Lina Ehrig, Head of Digital and Media at the VZBV, went further. “Violations of the rules of net neutrality must be sanctioned in accordance with the EU”, she said. “So far, the German legislator has missed that. This is likely a reference to VfD’s insistence that Pass video traffic is limited to standard definition (SD). She recommended that the federal government raise the penalty levels for network neutrality violations to an eye-watering 15% of global corporate sales.

Other gripes

VfD was also found guilty of misleading advertising.

Website information about Pass usage restrictions was insufficient, said the court. While app-related voice, video-telephony, advertising, and the opening of external links are not included with Pass, consumers can apparently only find this information out if they scour around footnotes or look at FAQs.

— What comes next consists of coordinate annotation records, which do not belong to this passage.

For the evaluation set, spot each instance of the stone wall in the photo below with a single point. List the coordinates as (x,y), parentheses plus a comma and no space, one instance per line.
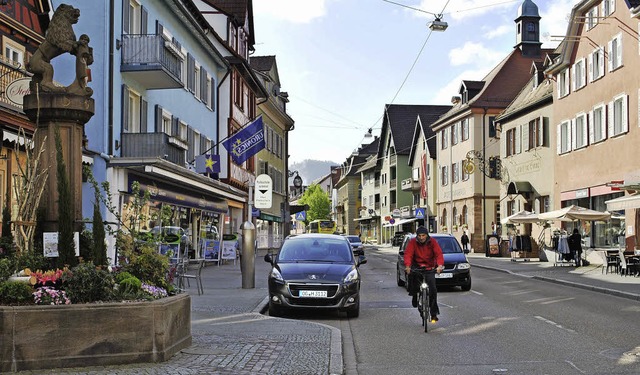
(45,337)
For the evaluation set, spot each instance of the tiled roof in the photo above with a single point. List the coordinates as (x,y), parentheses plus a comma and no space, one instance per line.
(262,63)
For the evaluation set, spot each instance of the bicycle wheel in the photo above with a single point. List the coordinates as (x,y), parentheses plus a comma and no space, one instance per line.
(426,315)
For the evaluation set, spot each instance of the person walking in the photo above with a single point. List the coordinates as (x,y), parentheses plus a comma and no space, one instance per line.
(465,242)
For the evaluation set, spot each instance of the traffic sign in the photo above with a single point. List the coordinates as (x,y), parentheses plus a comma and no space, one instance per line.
(264,190)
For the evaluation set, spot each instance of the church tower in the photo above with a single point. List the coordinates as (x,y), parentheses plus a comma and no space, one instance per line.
(528,29)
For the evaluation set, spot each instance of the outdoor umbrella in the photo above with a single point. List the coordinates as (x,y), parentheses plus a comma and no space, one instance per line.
(572,213)
(522,217)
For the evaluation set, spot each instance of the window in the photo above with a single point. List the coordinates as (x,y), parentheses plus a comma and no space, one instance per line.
(618,121)
(444,175)
(465,129)
(13,52)
(615,53)
(608,7)
(597,128)
(133,114)
(578,74)
(455,172)
(592,18)
(564,137)
(579,131)
(563,83)
(511,142)
(596,64)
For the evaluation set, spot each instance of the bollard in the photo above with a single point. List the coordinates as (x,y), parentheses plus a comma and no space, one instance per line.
(247,261)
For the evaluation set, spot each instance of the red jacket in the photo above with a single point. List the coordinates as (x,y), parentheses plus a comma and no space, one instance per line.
(428,255)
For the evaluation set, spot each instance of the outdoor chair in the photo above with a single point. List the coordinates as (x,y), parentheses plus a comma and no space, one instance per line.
(193,271)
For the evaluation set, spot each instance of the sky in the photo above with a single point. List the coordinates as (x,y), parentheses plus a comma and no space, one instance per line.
(342,61)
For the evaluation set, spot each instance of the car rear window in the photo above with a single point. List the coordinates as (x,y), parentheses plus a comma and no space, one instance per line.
(312,249)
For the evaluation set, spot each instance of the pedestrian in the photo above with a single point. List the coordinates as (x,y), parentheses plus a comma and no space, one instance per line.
(465,242)
(575,246)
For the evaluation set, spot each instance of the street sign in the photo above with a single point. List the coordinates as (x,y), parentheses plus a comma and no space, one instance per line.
(263,193)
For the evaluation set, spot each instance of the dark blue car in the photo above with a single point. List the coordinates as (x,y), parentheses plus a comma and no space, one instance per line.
(457,270)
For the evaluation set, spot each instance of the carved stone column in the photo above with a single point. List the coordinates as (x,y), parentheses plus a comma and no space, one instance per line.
(69,113)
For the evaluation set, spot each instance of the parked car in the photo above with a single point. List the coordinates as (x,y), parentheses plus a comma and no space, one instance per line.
(397,238)
(356,244)
(457,270)
(314,271)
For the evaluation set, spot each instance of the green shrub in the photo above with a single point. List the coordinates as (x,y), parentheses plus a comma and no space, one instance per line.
(7,268)
(16,293)
(88,283)
(148,266)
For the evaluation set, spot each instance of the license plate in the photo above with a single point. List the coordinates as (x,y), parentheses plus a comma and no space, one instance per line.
(444,275)
(312,293)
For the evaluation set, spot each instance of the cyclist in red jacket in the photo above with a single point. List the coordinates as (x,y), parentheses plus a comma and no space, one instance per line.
(422,251)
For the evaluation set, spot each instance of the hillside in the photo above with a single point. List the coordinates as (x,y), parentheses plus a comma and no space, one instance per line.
(311,170)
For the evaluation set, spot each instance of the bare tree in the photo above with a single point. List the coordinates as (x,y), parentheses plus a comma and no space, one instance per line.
(28,187)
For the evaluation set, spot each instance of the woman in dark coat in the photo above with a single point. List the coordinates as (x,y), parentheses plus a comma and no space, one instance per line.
(575,246)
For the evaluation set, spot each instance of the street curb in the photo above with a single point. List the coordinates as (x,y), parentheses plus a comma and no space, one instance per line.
(631,296)
(335,353)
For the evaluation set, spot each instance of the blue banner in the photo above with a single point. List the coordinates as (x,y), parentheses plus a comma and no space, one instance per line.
(247,142)
(208,163)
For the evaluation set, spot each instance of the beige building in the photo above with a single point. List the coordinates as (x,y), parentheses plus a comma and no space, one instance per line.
(468,149)
(596,117)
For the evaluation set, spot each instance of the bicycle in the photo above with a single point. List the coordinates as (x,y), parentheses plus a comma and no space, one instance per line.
(423,299)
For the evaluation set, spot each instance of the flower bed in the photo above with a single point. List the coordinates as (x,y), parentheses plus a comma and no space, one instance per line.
(94,334)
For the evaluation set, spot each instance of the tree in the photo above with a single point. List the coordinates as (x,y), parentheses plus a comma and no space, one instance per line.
(318,202)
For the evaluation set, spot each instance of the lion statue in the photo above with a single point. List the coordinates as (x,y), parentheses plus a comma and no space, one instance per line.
(59,39)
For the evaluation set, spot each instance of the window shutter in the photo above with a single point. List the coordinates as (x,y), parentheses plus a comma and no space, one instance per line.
(609,56)
(144,20)
(158,128)
(125,17)
(592,136)
(125,109)
(610,119)
(559,139)
(143,115)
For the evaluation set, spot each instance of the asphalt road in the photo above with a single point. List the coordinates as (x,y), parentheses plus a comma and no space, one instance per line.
(505,325)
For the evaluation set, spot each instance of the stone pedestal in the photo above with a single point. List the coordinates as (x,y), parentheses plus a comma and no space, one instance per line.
(68,113)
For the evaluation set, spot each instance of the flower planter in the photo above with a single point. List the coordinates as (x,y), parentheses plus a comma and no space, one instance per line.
(45,337)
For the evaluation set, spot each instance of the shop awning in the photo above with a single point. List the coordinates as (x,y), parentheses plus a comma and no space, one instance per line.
(623,203)
(400,222)
(519,187)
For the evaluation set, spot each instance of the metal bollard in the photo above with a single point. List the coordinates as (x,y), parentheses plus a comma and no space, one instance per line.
(247,262)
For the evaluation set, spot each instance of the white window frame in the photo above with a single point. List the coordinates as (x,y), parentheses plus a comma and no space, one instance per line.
(596,64)
(579,131)
(564,137)
(133,117)
(598,123)
(618,115)
(615,53)
(578,71)
(563,83)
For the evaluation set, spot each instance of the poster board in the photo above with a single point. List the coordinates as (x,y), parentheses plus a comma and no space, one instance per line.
(50,244)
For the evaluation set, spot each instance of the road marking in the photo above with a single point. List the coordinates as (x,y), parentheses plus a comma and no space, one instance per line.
(554,324)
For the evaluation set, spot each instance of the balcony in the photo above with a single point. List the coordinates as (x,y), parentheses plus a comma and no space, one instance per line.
(154,145)
(151,61)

The VZBV did not get everything it asked for. The court rejected the organisation’s plea to remove a Pass clause on tethering. The way Pass is currently structured, users wishing to access selected content on their laptops via a SIM card on their mobile devices will see those data volumes deducted from their monthly allowances. The court said the tethering clause was permissible, although the VZBV said it would appeal against this part of the judgment. The VZBV thought VfD’s policy was not compatible with EU regulation, which allows customers to choose freely their terminal devices.

VfD can also appeal against the court ruling as it is not legally binding. As far as Vodafonewatch is aware, VfD has not publicly commented on the ruling, although it said previously that requirements to provide Pass customers with zero-rated data when roaming in the EU would not be “economically viable” and cause “unpredictable costs”.

Pass history

In June 2018, Bundesnetzagentur (BNetzA), Germany’s telecoms regulator, ruled that Pass need not be disallowed entirely, so long as it adhered to EU law and was made available elsewhere in Europe on the same terms. In response to the regulator’s concerns, VfD reserved the right to restrict roaming volume for use in other EU countries to 5GB-per-Pass. BNetzA considered the data volume insufficient, however, and ruled against it (Vodafonewatch, #167). In response, VfD appealed and filed for legal protection in the administrative court. The BNetzA ruling is suspended until court proceedings are concluded.

VfD had more success in addressing BNetzA’s objections surrounding net neutrality. After adjustments to its Pass offer, which means video traffic is no longer throttled back, BNetzA – in its June 2018 ruling – saw no need to take VfD to task on this issue. VfD reserved the right, however, to limit video to SD as far as this was legally permissible.

In August 2018, UK regulator Ofcom dropped an investigation into possible breaches of the EU’s net neutrality rules by Vodafone UK’s (VfUK) equivalent Pass products, following moves by the operator to bring its services into compliance (Vodafonewatch, #167). The regulator was investigating VfUK’s ’traffic management’ practices for Passes, such as the throttling of particular categories of traffic, like data roaming. It was also studying the transparency of exceptions to zero-rating policies, such as voice calls made from within a messaging service covered by Passes. To comply, VfUK was said to have agreed to maintain accurate information about these exceptions, and to send subscribers text messages with a link to this information when they activate their Pass. It is also to stop restricting Pass video quality to SD (although it reserved the right to re-introduce video optimisation in the future) and confirmed it does not impose restrictions on tethering.